Please feel free to email me anytime about this via smillar09@qub.ac.uk, or tweet me @StuartMillar.
This is a simple SQL injection filter that attempts to detect malicious SQL strings from a pre-defined dataset of malicious (including obfuscated) and benign samples. Note this tool does not carry out sanitisation of input, where input is transformed into something that conforms to a specification. Blacklisting was used, since there was no context when creating the dataset, which is needed when creating a whitelist, e.g. a whitelist could be a list of ten users who have access to a certain database.
The tool, developed in Java, reads in each sample from the dataset and classifies it as malicious or benign. It also creates a set of results for the dataset - the number of hits (true positives), the number of misses (false negatives), correct rejections (true negatives) and false alarms (false positives). These are used in calculating the malicious SQL detection rate (the true positive rate - how well the tool correctly classifies malicious SQL), the rejection rate (the true negative rate - how well the tool correctly classified benign SQL) and the overall accuracy.
The methods used are string searches and regexes. The tool outputs a list of the malicious strings that were found in the SQL sample. All the regexes used were written by me using the Oracle Java Documentation. The resulting output from checking the SQL samples using the regexes includes both regexes that returned a match, and those that didn't, so we can inspect them to see which were triggered and also lets us tune them during development in case of errors. The functionality is found in the two methods sqlStringChecker() and sqlRegexChecker(). The tool converts all samples to lower case, removing any obfuscation attempts by mixing upper and lower case letters.
This labelled dataset can be found in /dataset. But you can easily use your own too. 10% of the malicious samples and 10% of the benign samples were randomly removed and not used for tuning the tool during development. The patterns themselves were selected from studying the remaining malicious samples in the dataset. I'd recommend you do this too (i.e. split out your test dataset and don't even look at the patterns in it), to avoid data-snooping, so that you have two datasets. Or, create another independent dataset at the start to keep to one side, not to be studied or analysed, and used for testing after you perhaps tune or enchance my filter tool, if that's what you're gonna do!

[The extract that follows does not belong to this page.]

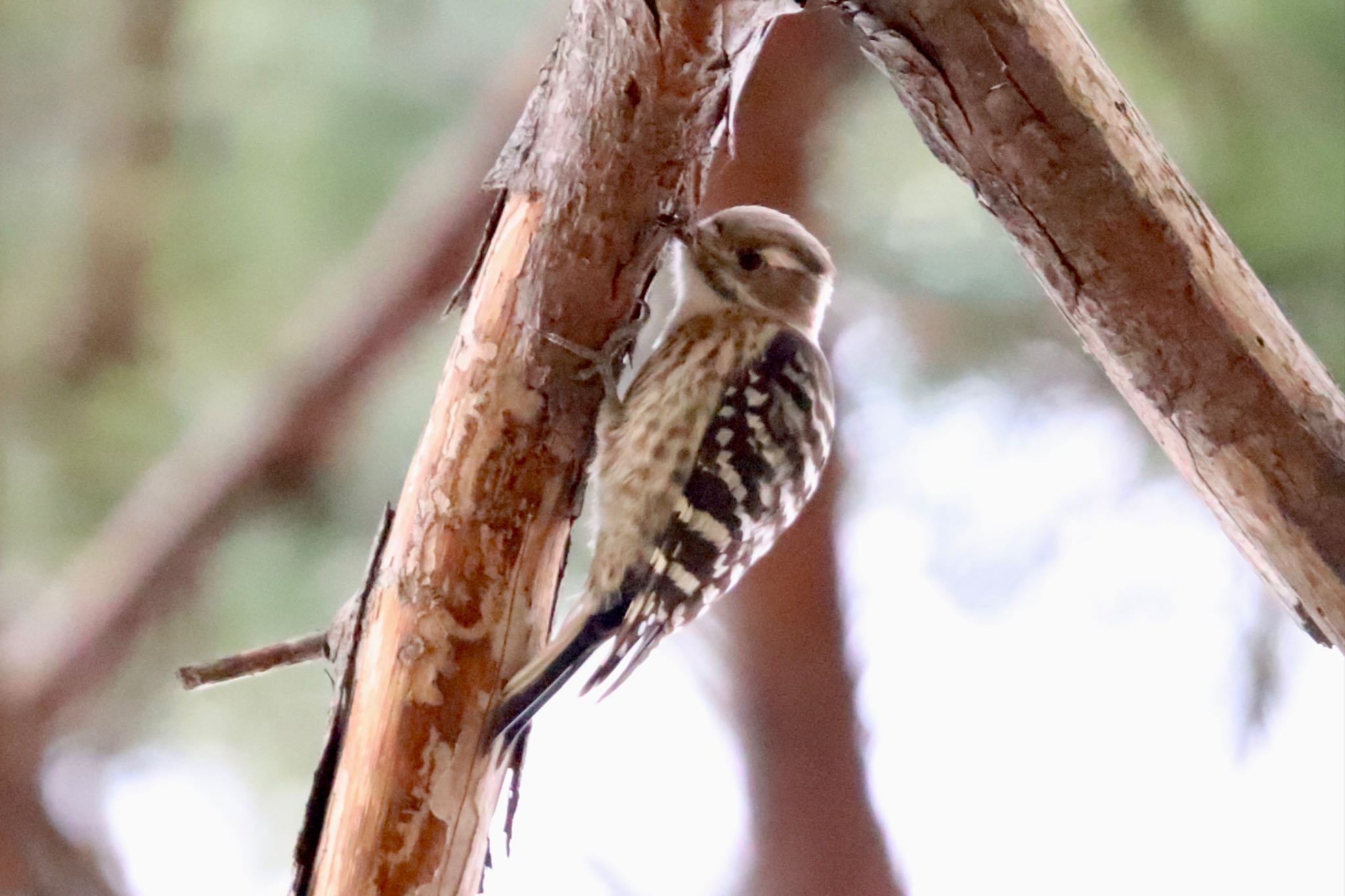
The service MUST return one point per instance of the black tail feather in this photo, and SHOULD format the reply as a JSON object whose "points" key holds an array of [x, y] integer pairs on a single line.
{"points": [[531, 688]]}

I get avoid data-snooping may be easier said than done! :) But if you are new to this, hear me out - we don't want to tune the tool too closely to the whole dataset, or it might not generalise well to other SQL samples. The principle is that if a dataset has been affected or influenced any step in the development process, the tool's ability to assess the outcome has been compromised. Looking at the dataset too closely and too early in the process is known as data-snooping. When we datasnoop, we think we end up with better performance. When we look at the dataset we are vulnerable to designing the tool depending on the idiosyncrasies of that dataset. So a filter tool performs well on that dataset but it is not known how it performs on an independently generated dataset. If accuracy is too high then the tool may be overfitted. This is way you should take your test set and set it to one side, don't look at it, as if it was a real-world scenario with a bunch of SQL your tool had never, ever seen before. And you shouldn't see it either! Since in your head, you might recall a particular pattern that was in your test set that you can't see in the training set. So you make a regex for that pattern, when you shouldn't i.e. you've datasnooped.
For a SQL sample as follows –
admin'--
This is flagged as malicious since two regex patterns match it. One matches “--“ at the end of the sample, which when included in a SQL query comments out anything afterward on certain implementations, and the other matches “admin’”. The console output is detailed and lists each sample along with any malicious input found by string checking or using the regexes. As per the aforementioned, it also has the results at the end, the number of hits (true positives), number of misses (false negatives), correct rejections (true negatives) and false alarms (false positives). These are used in calculating the malicious SQL detection rate (the true positive rate – how well the tool correctly classifies malicious SQL), the rejection rate (the true negative rate – how well the tool correctly classified benign SQL) and the overall accuracy. There is basic summary output file written too with each SQL sample, its true label, and the predicted label.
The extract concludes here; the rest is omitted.